Saturday, July 18, 2009

Provoking Our Inner Stem Cells

A startup aims to spur the body's native stem cells to heal disease.

By Lauren Gravitz

Fate Therapeutics, a startup based in La Jolla, CA, aims to harness the body's ability to heal itself by developing drugs that stimulate resident stem cells. Rather than developing cell transplants to replace diseased or damaged tissue, which is the focus of a great deal of stem-cell research, Fate is searching for molecules that can control the behavior of adult stem cells in different parts of the body. The two-year-old company began its first clinical trial in May of a novel molecule that could make cord-blood transplants more effective by enhancing the activity of the stem cells that create the blood and the immune system.

Caspar the Fish: By creating a transparent zebrafish, Harvard researcher Leonard Zon could watch fluorescently labeled hematopoietic stem cells from a donor fish repopulate the bone marrow of the recipient. The transparent mutant zebrafish, dubbed Caspar, provided a means for studying the effects of FT1050, an experimental drug now in clinical trials to boost the effectiveness of cord-blood transplants.
Credit: Cell Stem Cell

The human body is full of adult stem cells--small populations of tissue-specific stem cells that are capable only of developing into the cells of their resident tissue, and whose job is to help maintain and repair that tissue. While they lack the flexible fate of embryo-derived stem cells, adult stem cells come in a variety of flavors, including those capable of making liver cells and immune and blood cells, among others. Fate Therapeutics believes that, with a little pharmaceutical prompting, these cells can be nudged to repair tissue and organ systems, or even fight back against cancer.

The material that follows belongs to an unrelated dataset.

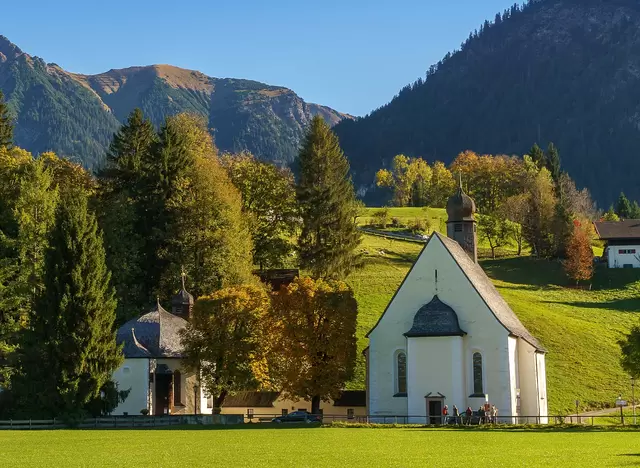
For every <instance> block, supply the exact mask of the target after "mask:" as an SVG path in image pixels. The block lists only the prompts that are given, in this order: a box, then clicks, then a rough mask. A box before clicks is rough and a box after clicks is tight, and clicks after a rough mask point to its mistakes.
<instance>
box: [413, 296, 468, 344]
mask: <svg viewBox="0 0 640 468" xmlns="http://www.w3.org/2000/svg"><path fill="white" fill-rule="evenodd" d="M462 335H465V332H463V331H462V329H461V328H460V324H459V323H458V315H457V314H456V313H455V311H454V310H453V309H452V308H451V307H450V306H449V305H447V304H445V303H444V302H442V301H441V300H440V298H439V297H438V296H437V295H435V296H433V299H431V301H430V302H429V303H427V304H425V305H423V306H422V307H420V309H418V312H416V315H415V316H414V317H413V326H412V327H411V329H410V330H409V331H408V332H407V333H405V334H404V336H406V337H407V338H415V337H420V336H462Z"/></svg>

"[Adult stem cells] can be induced to proliferate, they can be induced to differentiate into the cell type they were destined to become, or potentially even induced to become something they weren't destined for that might be therapeutically relevant," says Paul Grayson, Fate's president and CEO.

To better understand how to activate and command adult stem cells, Fate has focused much of its research on induced pluripotent stem (iPS) cells, adult cells that have been reprogrammed back to an embryonic state and have the same flexible developmental potential as embryonic stem cells. Rather than trying to use these iPS cells to treat disease, Fate is using them as a discovery tool to learn more about which pathways are important for activating or inhibiting stem-cell development.

"Fate's strategy is to try and take advantage of what we're learning about stem-cell biology to develop methods of using drugs to turn on or turn off stem cells," says David Scadden, one of the company's founders and director of the Center for Regenerative Medicine at Massachusetts General Hospital. Scadden and other top investigators from regenerative-medicine institutes across the country--including MIT, Scripps, and Stanford--were brought together by a group of venture capitalists who saw Fate Therapeutics as a way to quickly take their research to the forefront of stem-cell science.

Fate has raised $25 million in capital and is backed by three venture-capital groups. The company has been building its intellectual-property portfolio by licensing technology from different universities, focusing in part on iPS cell technology, as well as patenting the stem-cell discoveries of its founders and in-house scientists.

Fate's first clinical trial focuses on a molecule known as FT1050. The molecule appears to stimulate proliferation of hematopoietic stem cells--which give rise to blood and immune cells--and helps guide them to the bone marrow. If successful, the drug could become an invaluable companion treatment to bone-marrow transplants and cord-blood transfusions used to treat cancer and blood diseases.

Treatment for leukemia or lymphoma, for example, kills off most of a patient's hematopoietic stem cells, and the best way to repopulate them is through bone marrow transplanted from a matched donor. When a bone-marrow donor match is unavailable, oncologists turn to umbilical-cord blood, which is rich in stem cells and requires only a partial tissue-type match. However, cord blood is also incredibly expensive, costing upwards of $30,000 or more per unit, and blood from a single cord is often insufficient to treat an adult.

"It becomes very difficult to find a unit large enough to sufficiently large enough for a full-grown adult," says Dennis Confer, chief medical officer of the National Marrow Donor Program. Physicians can sometimes use blood from two cords, but this is even more expensive and requires that both cord samples match the donor. "If someone could come up with an expansion strategy that was more cost-effective, that could gain wide acceptance," he says.

In an early-stage clinical trial, Fate Therapeutics is testing FT1050 in 12 patients who've undergone chemotherapy for lymphoma. The patients will each receive two units of cord blood: one that's been treated with the stem-cell-modulating drug, and another that's been left alone. The trial is primarily a safety study, but because the two units were harvested from two different newborns, researchers can use the genetic differences to track the cells and determine if FT1050-treated stem cells can more efficiently take hold and prosper in bone marrow.

Fate believes that multiple conditions can be treated this way, using small molecules to control adult stem-cell activity. The company is even pursuing the same strategy for cancer treatments, with the hope that they can disrupt the uncontrolled growth of cancer cells by forcing them into a more differentiated, less malignant state.